Innishannon Steam and Vintage Rally is held between Crossbarry and Innishannon (Irish: Inis Eonáin), a village on the main Cork–Bandon road (N71) in County Cork, Province of Munster, Ireland. The show takes place in a 38-acre site.

History 

The rally has been running successfully since June 1998 and was awarded charitable status in 1999. All proceeds from the event go to the Irish Cancer Society. The rally takes place every June Bank Holiday weekend in Innishannon, Cork. The founding of the event was led by well known steam preservationist Tim Nagle of Kinsale.

Over the years the event has gained significant support. In the first year IR£5000 was handed over to the Irish Cancer Society. The second year saw IR£13,500 was donated; in 2000 the amount more than doubled to IR£27,500. Unfortunately due to the foot-and-mouth disease outbreak in 2001 no rally was held, but in 2002 €35,500 went to the Irish Cancer Society. In 2003 the event raised €60,000, and in 2005 €65,000.

Over the past 14 years, the rally has raised over €970,000 for the ICS.  The rally has broken the €1 million mark in 2012.

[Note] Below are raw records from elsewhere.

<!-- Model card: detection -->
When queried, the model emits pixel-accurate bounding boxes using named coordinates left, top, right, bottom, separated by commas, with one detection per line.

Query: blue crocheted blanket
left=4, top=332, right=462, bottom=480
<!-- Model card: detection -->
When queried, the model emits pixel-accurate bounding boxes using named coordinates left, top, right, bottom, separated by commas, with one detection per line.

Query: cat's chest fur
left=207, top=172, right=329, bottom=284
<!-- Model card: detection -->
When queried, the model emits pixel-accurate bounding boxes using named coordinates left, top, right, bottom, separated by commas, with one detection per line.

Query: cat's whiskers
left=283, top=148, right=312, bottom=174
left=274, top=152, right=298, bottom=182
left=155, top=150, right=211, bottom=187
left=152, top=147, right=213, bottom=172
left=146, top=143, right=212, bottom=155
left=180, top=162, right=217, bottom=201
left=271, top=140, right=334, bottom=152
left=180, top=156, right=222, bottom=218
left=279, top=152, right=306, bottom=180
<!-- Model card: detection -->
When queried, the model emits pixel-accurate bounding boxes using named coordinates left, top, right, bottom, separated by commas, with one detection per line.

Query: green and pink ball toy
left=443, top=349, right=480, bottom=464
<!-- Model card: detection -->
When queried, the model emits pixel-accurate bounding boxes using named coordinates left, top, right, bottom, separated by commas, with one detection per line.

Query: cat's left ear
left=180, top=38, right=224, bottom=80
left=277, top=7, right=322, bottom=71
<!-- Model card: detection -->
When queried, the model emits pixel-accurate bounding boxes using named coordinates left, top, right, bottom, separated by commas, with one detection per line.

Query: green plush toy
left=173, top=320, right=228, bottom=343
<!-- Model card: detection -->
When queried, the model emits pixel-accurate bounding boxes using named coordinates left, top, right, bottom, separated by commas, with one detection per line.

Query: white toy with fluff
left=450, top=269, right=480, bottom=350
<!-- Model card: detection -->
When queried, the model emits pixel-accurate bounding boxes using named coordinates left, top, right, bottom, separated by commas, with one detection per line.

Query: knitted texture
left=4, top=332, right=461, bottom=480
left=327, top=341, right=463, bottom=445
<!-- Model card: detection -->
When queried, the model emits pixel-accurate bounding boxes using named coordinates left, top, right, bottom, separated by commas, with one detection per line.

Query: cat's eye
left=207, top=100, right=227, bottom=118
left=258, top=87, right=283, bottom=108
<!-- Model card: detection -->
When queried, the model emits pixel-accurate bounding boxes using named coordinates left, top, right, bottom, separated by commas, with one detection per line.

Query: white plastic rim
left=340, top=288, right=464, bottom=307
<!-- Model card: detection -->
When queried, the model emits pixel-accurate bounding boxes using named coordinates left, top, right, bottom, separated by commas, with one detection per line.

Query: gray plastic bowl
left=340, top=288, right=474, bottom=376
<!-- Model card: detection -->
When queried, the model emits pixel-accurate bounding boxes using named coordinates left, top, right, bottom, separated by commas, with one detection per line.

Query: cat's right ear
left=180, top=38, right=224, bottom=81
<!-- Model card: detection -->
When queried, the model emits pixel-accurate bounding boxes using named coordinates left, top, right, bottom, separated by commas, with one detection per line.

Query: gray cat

The Innishannon Steam and Vintage replaced the nearby Upton Steam Rally started in 1967/68 by Ned Foley of Youghal (Steam Roller Engine), Thos (Thomas) Scanlan of Ballyhooley (Overtime Tractor x2) and Brendan O Connell of Ballincollig (Army Truck) to fund / support Upton Brothers of Charity, the rally  which ceased in 1997, due to insurance concerns and costs.

Objectives 

This rally was originally created to promote heritage machinery of all classes at work and to provide a suitable venue for vintage enthusiasts to display their machines, as well as allowing the general public to view rare agricultural and mechanical treasures from the past. The exhibits include huge tractors, threshers, unique cars, motorbikes, oil and steam engines as well as experiencing a working forge. There is also a pet's corner, always popular with children, a cake sale, numerous stands and stalls with art and craft displays, a dog show, sheep dog trials, road rolling, stone crushing, line dancing and a non-stop disco. This is a fun-day out for collectors, enthusiasts and visitors alike with car parking and camping facilities set up in the village. Innishannon itself dates back to the sixth century and is surrounded by an ancient woodland and castle ruins.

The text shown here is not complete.